The FTC’s proposed settlement requires the financial institution to, among other things:

  • undergo biennial assessments of the effectiveness of its data security program by an independent organization, which the FTC has authority to approve.
  • have a senior company executive annually certify the institution is complying with the final FTC order.
  • report any future data breaches to the FTC within 10 days of notifying other federal or state government agencies.

We discussed here some steps organizations could take to assess their third-party service providers’ capabilities concerning privacy and data security.
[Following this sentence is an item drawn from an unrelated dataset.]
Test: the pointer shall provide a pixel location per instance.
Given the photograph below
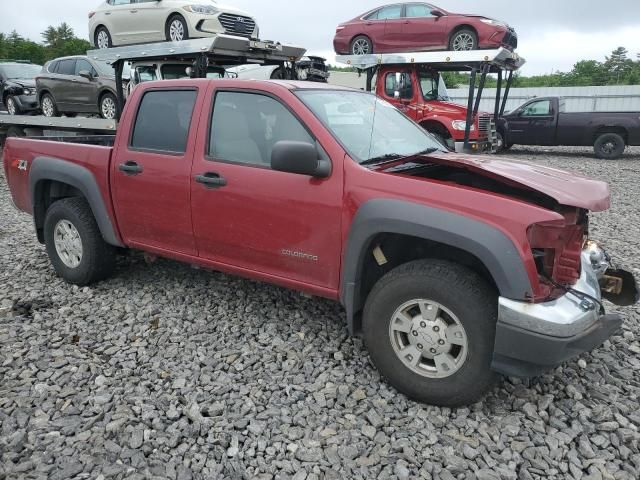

Of course, these are not the only steps that an organization might include in a vendor management program. Those steps would be a function of the organization’s own risk assessment of the nature and extent of the sharing and processing of sensitive data it engages in with third-party service providers. Of course, at a minimum, any organization should be sure the master services agreement with the vendor includes a requirement that reasonable safeguards concerning personal information be maintained by the vendor. Regardless of the actual steps taken to address this risk, organizations should be regularly assessing the privacy and cybersecurity risks presented by third-party service providers and how to address them. And, remember that as many such organizations are themselves service providers, they too may find themselves under increased scrutiny in this regard.